What Training for a 50k Taught Me

Well, I did it! I survived my first 50k and have fallen head over heels in love with ultra running. It was everything I hoped it would be and more. I will post my race recap tomorrow once I have all of the pictures together.

In the meantime, when I registered for the race back in December, I made a list of things that I hoped to learn while training for this new distance. I looked back at the list today to see if I had accomplished what I had set out to do:

Run trails more often I wanted to spend more time running trails to prepare properly for the race. I was able to make it out into the woods for a few hours each week—I learned to navigate trails in the dark without busting my ass with Greg on weekdays, and every Saturday was spent running long at Oak Mountain with Dan. I still have a lot to learn, but I grow more comfortable each time I hit the trails.

Relearn how to eat My biggest fear for the 50k was not that I would not finish, but that I would be crippled mid-run with nausea or stomach cramps. I changed my diet and learned to eat like an ultra runner, and have not had a single problem since.

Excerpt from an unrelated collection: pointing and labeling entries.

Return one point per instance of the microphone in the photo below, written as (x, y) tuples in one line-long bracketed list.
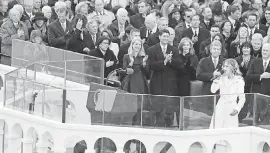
[(125, 71), (215, 77)]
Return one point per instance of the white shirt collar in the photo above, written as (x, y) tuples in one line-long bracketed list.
[(231, 20), (267, 61), (154, 29), (214, 58), (163, 46), (187, 24), (197, 30)]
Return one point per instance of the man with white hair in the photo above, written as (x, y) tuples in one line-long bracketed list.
[(259, 75), (149, 28), (154, 37), (60, 29), (11, 29), (119, 26), (47, 11), (106, 17)]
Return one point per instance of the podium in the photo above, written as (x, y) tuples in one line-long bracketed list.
[(111, 106)]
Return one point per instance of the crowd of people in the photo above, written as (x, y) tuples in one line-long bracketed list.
[(166, 43)]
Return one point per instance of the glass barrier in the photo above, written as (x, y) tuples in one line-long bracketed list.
[(62, 63), (82, 72), (160, 111), (31, 97), (198, 112), (261, 115)]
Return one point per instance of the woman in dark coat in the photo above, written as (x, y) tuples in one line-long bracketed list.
[(174, 17), (244, 61), (189, 65), (102, 51), (136, 59), (80, 39), (39, 23)]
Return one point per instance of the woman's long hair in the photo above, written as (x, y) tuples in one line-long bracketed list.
[(181, 44), (237, 39), (234, 67), (131, 51), (223, 51)]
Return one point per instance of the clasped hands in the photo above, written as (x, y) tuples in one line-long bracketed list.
[(168, 58), (216, 74), (265, 75)]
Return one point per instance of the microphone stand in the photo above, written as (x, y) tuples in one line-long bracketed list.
[(111, 73)]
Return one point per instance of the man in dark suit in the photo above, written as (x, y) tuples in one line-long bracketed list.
[(259, 75), (154, 38), (207, 20), (149, 28), (60, 30), (163, 62), (137, 20), (183, 25), (208, 69), (196, 33), (124, 48), (233, 14), (213, 31), (251, 22)]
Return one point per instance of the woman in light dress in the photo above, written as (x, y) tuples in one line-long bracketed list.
[(231, 86)]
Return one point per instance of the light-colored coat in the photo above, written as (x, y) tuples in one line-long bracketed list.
[(231, 90), (8, 32)]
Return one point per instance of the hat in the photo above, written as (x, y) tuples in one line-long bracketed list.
[(35, 33), (100, 40), (175, 10), (39, 16)]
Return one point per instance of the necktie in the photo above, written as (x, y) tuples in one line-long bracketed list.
[(63, 26), (195, 33), (265, 65), (94, 39), (215, 63), (164, 51)]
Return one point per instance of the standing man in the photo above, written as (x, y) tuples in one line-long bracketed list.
[(259, 75), (153, 39), (106, 17), (59, 31), (196, 33), (164, 63), (137, 20), (208, 69)]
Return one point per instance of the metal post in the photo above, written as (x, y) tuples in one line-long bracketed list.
[(214, 114), (64, 106), (254, 109), (181, 114)]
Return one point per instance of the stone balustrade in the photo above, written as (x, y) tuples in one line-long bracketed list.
[(38, 134)]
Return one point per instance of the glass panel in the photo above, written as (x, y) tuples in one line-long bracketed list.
[(79, 106), (262, 111), (246, 114), (24, 52), (75, 71), (94, 70), (160, 112), (116, 108), (198, 112)]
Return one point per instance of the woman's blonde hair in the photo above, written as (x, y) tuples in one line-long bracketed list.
[(130, 49), (234, 66), (237, 39), (181, 44)]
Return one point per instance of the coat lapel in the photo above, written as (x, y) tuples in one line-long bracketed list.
[(159, 51), (59, 26), (211, 63)]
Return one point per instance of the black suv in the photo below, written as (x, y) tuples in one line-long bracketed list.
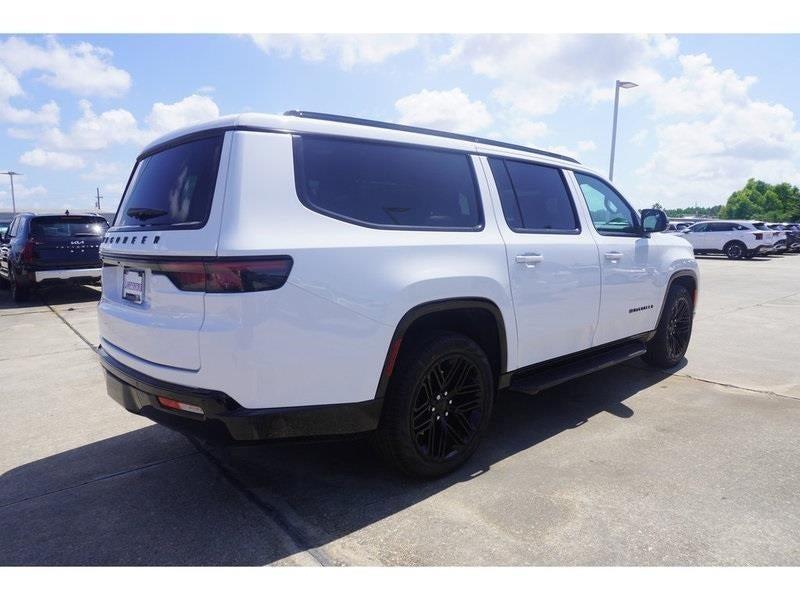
[(39, 248)]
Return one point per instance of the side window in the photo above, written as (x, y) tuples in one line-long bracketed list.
[(611, 214), (387, 185), (12, 231), (534, 197), (720, 227)]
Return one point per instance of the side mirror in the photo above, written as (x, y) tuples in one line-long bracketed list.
[(654, 220)]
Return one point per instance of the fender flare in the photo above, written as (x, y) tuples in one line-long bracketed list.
[(442, 305), (672, 278)]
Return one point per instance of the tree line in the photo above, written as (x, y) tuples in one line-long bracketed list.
[(757, 200)]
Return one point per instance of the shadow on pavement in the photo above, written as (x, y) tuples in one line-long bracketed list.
[(149, 497), (54, 295)]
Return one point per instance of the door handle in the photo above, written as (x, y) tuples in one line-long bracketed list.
[(529, 259)]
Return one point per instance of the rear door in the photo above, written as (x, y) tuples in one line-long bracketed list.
[(171, 211), (553, 265)]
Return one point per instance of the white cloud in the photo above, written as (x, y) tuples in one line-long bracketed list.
[(704, 160), (451, 110), (80, 68), (640, 137), (52, 160), (101, 170), (536, 74), (701, 88), (348, 49), (21, 192), (93, 131), (192, 109), (712, 136), (10, 87)]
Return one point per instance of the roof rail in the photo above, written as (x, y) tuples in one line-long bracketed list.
[(456, 136)]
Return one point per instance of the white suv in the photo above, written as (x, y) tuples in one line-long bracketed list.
[(734, 239), (307, 274)]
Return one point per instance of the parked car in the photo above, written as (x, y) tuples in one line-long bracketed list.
[(791, 233), (52, 247), (734, 239), (304, 275)]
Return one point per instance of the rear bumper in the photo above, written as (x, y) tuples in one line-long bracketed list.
[(92, 273), (223, 419)]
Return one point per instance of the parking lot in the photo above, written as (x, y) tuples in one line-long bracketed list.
[(628, 466)]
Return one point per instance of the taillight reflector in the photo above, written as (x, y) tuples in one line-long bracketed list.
[(175, 405), (225, 275)]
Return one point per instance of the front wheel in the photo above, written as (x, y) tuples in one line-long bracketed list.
[(437, 406), (671, 340), (735, 250)]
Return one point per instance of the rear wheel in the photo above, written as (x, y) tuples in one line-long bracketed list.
[(669, 345), (437, 406), (735, 250)]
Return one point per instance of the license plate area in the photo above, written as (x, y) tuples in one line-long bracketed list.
[(133, 285)]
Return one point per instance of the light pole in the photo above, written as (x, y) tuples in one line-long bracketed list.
[(13, 200), (626, 85)]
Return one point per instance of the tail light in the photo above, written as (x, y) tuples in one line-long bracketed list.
[(26, 256), (227, 275)]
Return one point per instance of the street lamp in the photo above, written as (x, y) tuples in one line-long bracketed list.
[(626, 85), (13, 200)]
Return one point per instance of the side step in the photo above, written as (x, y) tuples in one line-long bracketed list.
[(548, 376)]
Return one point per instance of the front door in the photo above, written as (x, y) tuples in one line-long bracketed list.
[(633, 286)]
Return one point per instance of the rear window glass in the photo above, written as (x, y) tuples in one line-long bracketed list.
[(67, 226), (386, 185), (174, 187)]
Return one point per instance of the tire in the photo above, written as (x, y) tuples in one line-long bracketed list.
[(437, 405), (674, 331), (735, 250), (19, 292)]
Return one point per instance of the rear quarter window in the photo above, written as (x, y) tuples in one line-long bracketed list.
[(384, 185), (173, 187)]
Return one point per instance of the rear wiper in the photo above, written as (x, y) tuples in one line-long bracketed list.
[(144, 213)]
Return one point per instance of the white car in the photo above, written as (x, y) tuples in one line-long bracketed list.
[(302, 275), (734, 239)]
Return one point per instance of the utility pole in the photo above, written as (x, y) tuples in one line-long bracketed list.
[(619, 84), (13, 200)]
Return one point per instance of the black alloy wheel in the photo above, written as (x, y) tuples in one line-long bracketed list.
[(448, 407), (437, 405), (679, 328)]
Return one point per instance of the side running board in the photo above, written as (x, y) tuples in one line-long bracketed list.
[(548, 376)]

Think in hours versus miles It was demoralizing for about a week or so to watch the time fly by but the miles drag. I’m comfortable now knowing that while I cover shorter distances time-wise, I have much more endurance than I used to.

Walking the hills HA! Walking hills is just as hard, if not harder, than running on flat stretches of road or trail. Your legs work just as hard, and often my heart rate would jump way up. The final three miles of Cheaha did not feel like a leisurely “walk.”

Cross training I did cross train more than I typically do while training for a race, but not as much as I had wanted, and I did not target my core. I was able to try some new things such as spin, strength training, and a CrossFit-type workout at IronTribe.

Running on tired legs Every week I had back-to-back or back-to-back-to-back long runs (10+ miles) as a part of my training. It was tiring, but I never felt like it was too much, and my runs weren’t sluggish. I ate well, slept more, and drank lots of water. I also didn’t go for speed on those long runs to keep my legs as fresh as possible.

Honestly, I am kind of shocked at how well my training went. I guess I underestimated what my body could handle.

Training with friends absolutely helped. I couldn’t have done nearly as well without the guidance of my trail buddies Dan, Greg, and Suman. They taught me how to run properly and made sure that I didn’t kill myself, sometimes literally catching me before I busted my face. It is so beneficial to watch and learn from others—picking up things like foot placement, fueling, and training plans.

So what’s next, you ask? The only other race I’m currently registered for is the New Jersey Marathon in May, so I’m going to work toward chasing my sub-4 goal. I’m also starting Operation Arms & Abs—two parts of my body that I dislike because I neglect.

I also did enter to win a free race entry for the Lake Martin 50 next month, so I may have a 50- or 27-miler in my near future. It sounds scary, but then again so did a 50k. I’m hooked—I was meant to be an ultra runner.